Lesson #2: Whether you were Catholic or Protestant or whatever, the Mass is the most important event on the face of the planet. That means that Catholics should be in awe of it, and non-Catholics must refrain from the Eucharist to avoid a desecration.

He was known by everyone, and I do mean EVERYONE. He was never seen without his collar, whether it was at the high school football games or working and sweating in the church yard and gardens for hours during the summer. Mostly, he was known as an exuberant, joyful, and holy man. A lot of those converts I mentioned were initially won over in casual conversation.

He was, and still is, an Augustinian. Our whole parish probably knew Confessions and City of God by heart. Everything he said and did exuded man's absolute dependence on God and the need for all to recognize the supernatural order as our primary concern.

Even through persecution, he was our guide. When a local Protestant group essentially declared war on our parish, he never once flinched. When signs reading "Pray for these lost souls" were being posted bearing the names of our youth, he openly confronted the issue even unto the pulpit. When we were being told by some of our long-time friends that they couldn't play with us anymore because we were Catholic, he carved time out of our Catechism courses to address the issue with us and drive home the apologetic tools we would need to defend, not ourselves really, but the Mystical Body of Christ.

Finally, I think the most palpable lesson he taught us was the utter and complete revulsion of sin. Sin is abhorrent. It is an offense to God. Mortal sin makes you worthy of one thing, and that's hell. Nobody ever really wondered if this was appropriate material for young people. It was accepted. I can only imagine how this would carry in most modern parishes. Probably not so well.

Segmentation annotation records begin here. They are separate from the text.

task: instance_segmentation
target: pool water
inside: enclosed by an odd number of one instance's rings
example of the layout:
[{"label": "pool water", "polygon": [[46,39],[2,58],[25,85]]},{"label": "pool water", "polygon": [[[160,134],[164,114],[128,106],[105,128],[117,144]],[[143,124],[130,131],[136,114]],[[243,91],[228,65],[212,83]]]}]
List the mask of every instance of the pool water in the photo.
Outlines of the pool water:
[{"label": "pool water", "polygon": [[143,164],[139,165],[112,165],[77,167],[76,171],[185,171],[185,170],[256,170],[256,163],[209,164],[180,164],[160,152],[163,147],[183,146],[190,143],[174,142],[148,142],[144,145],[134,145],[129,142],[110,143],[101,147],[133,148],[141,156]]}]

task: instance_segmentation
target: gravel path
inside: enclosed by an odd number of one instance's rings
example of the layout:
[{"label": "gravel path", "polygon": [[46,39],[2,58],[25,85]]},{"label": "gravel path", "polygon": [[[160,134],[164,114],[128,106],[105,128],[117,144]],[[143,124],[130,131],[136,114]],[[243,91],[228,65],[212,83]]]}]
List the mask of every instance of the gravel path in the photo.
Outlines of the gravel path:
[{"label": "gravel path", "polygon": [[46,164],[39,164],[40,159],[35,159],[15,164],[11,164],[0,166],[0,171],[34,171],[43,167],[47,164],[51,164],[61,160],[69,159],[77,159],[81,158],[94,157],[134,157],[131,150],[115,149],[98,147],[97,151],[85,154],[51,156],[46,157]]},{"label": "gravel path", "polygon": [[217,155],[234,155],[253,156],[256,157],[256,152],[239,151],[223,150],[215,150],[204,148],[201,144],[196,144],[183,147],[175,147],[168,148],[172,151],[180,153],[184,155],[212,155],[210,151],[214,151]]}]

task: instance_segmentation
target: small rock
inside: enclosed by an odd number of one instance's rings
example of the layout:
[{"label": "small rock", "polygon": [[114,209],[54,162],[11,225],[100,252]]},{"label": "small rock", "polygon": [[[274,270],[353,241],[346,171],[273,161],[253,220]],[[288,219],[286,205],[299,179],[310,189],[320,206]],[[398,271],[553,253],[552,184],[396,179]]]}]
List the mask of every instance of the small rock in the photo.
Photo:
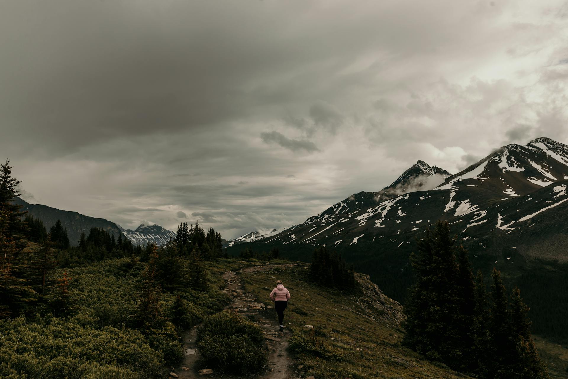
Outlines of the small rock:
[{"label": "small rock", "polygon": [[264,338],[266,338],[266,339],[269,339],[271,341],[275,341],[276,342],[278,342],[279,341],[281,340],[279,338],[277,338],[276,337],[273,337],[272,336],[270,335],[265,336]]},{"label": "small rock", "polygon": [[213,373],[213,370],[210,368],[204,368],[202,370],[199,370],[198,372],[199,375],[209,375]]}]

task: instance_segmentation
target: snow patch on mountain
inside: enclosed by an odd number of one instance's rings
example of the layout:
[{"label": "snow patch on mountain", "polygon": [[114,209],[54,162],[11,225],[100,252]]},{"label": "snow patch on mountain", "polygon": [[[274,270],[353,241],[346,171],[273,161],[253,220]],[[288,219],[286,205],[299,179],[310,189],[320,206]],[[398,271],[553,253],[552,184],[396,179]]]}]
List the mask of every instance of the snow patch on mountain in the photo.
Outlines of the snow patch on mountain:
[{"label": "snow patch on mountain", "polygon": [[158,225],[148,225],[141,224],[135,230],[125,229],[116,224],[124,235],[135,245],[145,246],[147,243],[156,243],[161,246],[168,243],[176,237],[172,230],[162,228]]}]

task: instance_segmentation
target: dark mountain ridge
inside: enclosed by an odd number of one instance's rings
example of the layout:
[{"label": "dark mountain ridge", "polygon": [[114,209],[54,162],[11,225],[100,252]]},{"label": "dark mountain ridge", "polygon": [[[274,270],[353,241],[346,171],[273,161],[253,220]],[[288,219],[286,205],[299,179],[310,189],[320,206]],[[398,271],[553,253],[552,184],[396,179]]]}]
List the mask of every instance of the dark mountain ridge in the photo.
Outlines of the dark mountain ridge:
[{"label": "dark mountain ridge", "polygon": [[117,226],[135,245],[144,246],[148,243],[154,243],[159,246],[176,237],[174,232],[156,224],[147,225],[141,224],[134,230],[125,229],[119,225]]},{"label": "dark mountain ridge", "polygon": [[[544,328],[553,322],[549,315],[561,311],[555,304],[568,300],[558,297],[558,291],[568,293],[567,187],[568,146],[541,137],[503,146],[433,189],[396,196],[383,191],[380,197],[360,192],[302,224],[236,247],[278,247],[282,256],[309,261],[315,246],[324,245],[403,302],[415,238],[437,220],[447,221],[476,269],[487,274],[496,267],[509,287],[519,285],[528,301],[543,303],[531,318],[535,327]],[[552,281],[543,292],[545,277]],[[566,317],[568,312],[554,319]],[[550,327],[568,341],[565,326]]]},{"label": "dark mountain ridge", "polygon": [[34,217],[41,220],[48,231],[49,228],[58,220],[60,220],[61,225],[67,229],[69,243],[72,246],[77,246],[81,234],[84,233],[88,235],[89,231],[93,227],[106,230],[114,234],[116,238],[121,234],[124,237],[114,222],[105,218],[91,217],[76,212],[63,210],[43,204],[31,204],[19,197],[16,197],[14,203],[21,205],[22,210],[27,211]]}]

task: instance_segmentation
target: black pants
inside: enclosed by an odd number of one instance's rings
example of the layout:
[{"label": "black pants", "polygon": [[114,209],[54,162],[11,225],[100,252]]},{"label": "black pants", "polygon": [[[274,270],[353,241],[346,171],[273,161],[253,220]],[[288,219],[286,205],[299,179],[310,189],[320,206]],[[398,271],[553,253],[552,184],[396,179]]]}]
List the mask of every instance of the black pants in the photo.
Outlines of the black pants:
[{"label": "black pants", "polygon": [[286,309],[287,306],[288,306],[287,301],[279,300],[274,302],[274,309],[276,310],[276,313],[278,314],[278,323],[280,325],[283,325],[282,322],[284,321],[284,310]]}]

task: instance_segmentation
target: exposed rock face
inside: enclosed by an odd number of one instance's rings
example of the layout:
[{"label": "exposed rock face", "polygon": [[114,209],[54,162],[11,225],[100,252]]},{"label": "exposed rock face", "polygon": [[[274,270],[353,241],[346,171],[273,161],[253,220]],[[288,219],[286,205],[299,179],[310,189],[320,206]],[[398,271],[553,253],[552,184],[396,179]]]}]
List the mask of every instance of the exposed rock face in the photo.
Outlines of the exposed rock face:
[{"label": "exposed rock face", "polygon": [[19,197],[16,197],[14,203],[22,205],[22,210],[26,210],[35,218],[41,220],[48,231],[58,220],[61,220],[61,225],[67,229],[69,243],[72,246],[77,246],[77,241],[79,241],[81,234],[84,233],[88,235],[91,228],[98,228],[106,230],[114,234],[115,238],[118,238],[120,234],[124,237],[116,224],[108,220],[91,217],[76,212],[63,210],[42,204],[31,204]]}]

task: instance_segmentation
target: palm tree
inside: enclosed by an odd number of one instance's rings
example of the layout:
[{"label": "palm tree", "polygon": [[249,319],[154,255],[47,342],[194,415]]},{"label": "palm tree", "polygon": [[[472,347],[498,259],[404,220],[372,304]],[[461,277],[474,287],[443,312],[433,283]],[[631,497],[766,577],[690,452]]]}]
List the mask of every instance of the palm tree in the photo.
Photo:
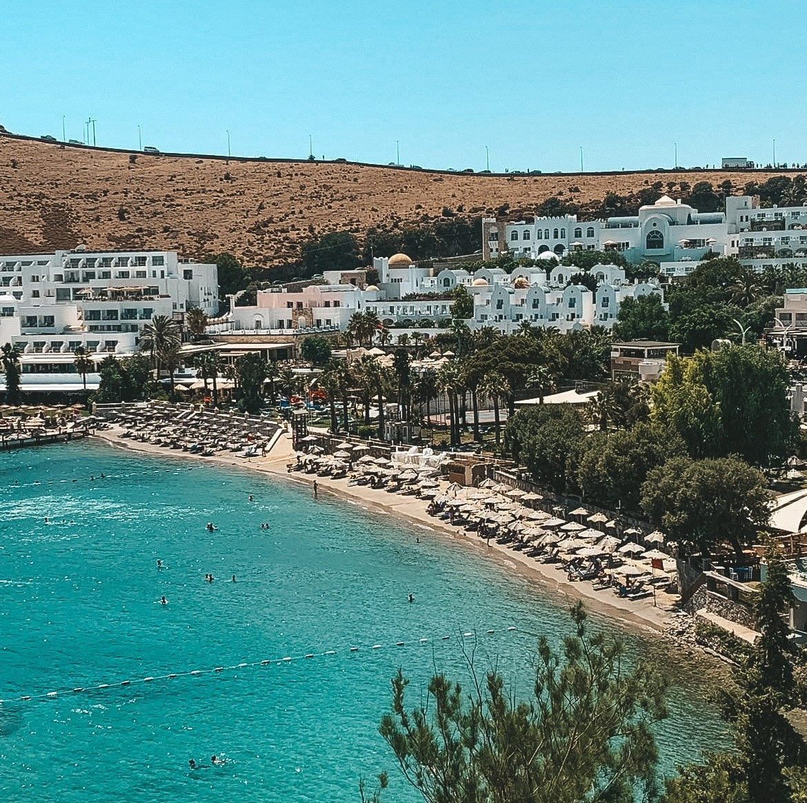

I learned about a week ago that this wonderful worker in the Lord's vineyard is retiring (even though he started this retirement by offering six Masses in one weekend for fellow priests who needed assistance). I am greatly saddened by this. Not really sure how to take it. Sometimes, it seems that there are so few good priests in the world. It's a shame to lose even one, for any reason. When it's the holiest guy I've ever known; the priest who formed my Catholic views for my whole life; who married my parents; baptized me, my sister, and two of my children; practically built the parish I currently attend; and played a role in the salvation of God only knows how many souls just in my short lifetime, I am truly staggered.

Enjoy retirement, Father. You have earned your rest. I know I have a small readership here, but if you have a moment, please pray for this good and holy man.


Chants a Lot said...

Beautiful post. You are indeed most blessed to have had a priest like this to form you in the faith. I will pray for him. Somehow, from all you've said, I doubt that "retirement" will really mean what the world means by that term. He'll probably be celebrating Mass in place of all the vacationing priests in his diocese, so maybe a larger number of Catholics will be exposed to him.

Turgonian said...

Lord, bless all your priests, and root them in charity and humility. Give them the heart and mind of Jesus Christ, our Lord.

Roisin said...

Very powerful, and very much a description of many of the priests that I've known. I will definitely offer prayers for him.